Blasted is, above all, a piece of shock theatre, a series of unpleasant acts linked by aggressively surreal plotting. Terminally-ill Ian and terminally-characterless, vegetarian Cate arrive in a Leeds hotel room together.
Ian bullies Cate into a succession of sexual acts. A soldier turns up and a mortar hits the building. The soldier rapes Ian and bites out his eyes. Left in the war zone, Ian sates his hunger on a dead baby. Yum.
The Berlin Schaubuhne's production renders all this beautifully. The hotel room looks expensive and revolves. The climactic explosion is done with a blaze of lights and a lovely snowfall of debris - the undoubted highlight of the evening.
But - and forgive my national stereotyping - this beauty is decidedly Teutonic: clean and utterly passionless. A rape goes by like a gentle dance. The blinding is a tepid bit of mime. Ostermeier doesn't want these actions to appal us. He wants us to contemplate them respectfully. With similar slow reverence, his actors pepper their German text with pagelong pauses that have lost all your interest well before the first unconvincing masturbatory act.
Stripped of the energy of nervous shock, Kane's play lies exposed.

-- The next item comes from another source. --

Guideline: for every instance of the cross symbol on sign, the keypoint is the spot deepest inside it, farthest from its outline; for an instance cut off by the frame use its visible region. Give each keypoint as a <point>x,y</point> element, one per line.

From a surtitle screen, her fetid language reads comically. Her supposed theatrical daring seems mere randomness, her world view tediously selfrighteous: we're all screwed and racists and men are to blame. Kane's terrible suicide in 1999 has left theatre people desperate to understand her significance. Germany, it seems, has already decided she was a genius. This production won't begin to convince her homeland.
• Until 11 November. Information: 020 7638 8891. www.barbican.org.uk
Details are correct at the time of publication - please check with venue before booking.
Reader views (1)
Basil Fawlty has become a theatre critic.
Having seen the production, its major problem is one of scale. The play requires a level of intimacy to balance the shock of the blast, but the venue itself is too vast. At the Schaubuhne, you would be right up close to it, but not in the Barbican theatre.
The revolves are an added problem, sapping focus from what is happening between characters, directing our attention towards human-less machination and turning the characters into microbes when Kane's intention was, I think, to make their monstrousness visible.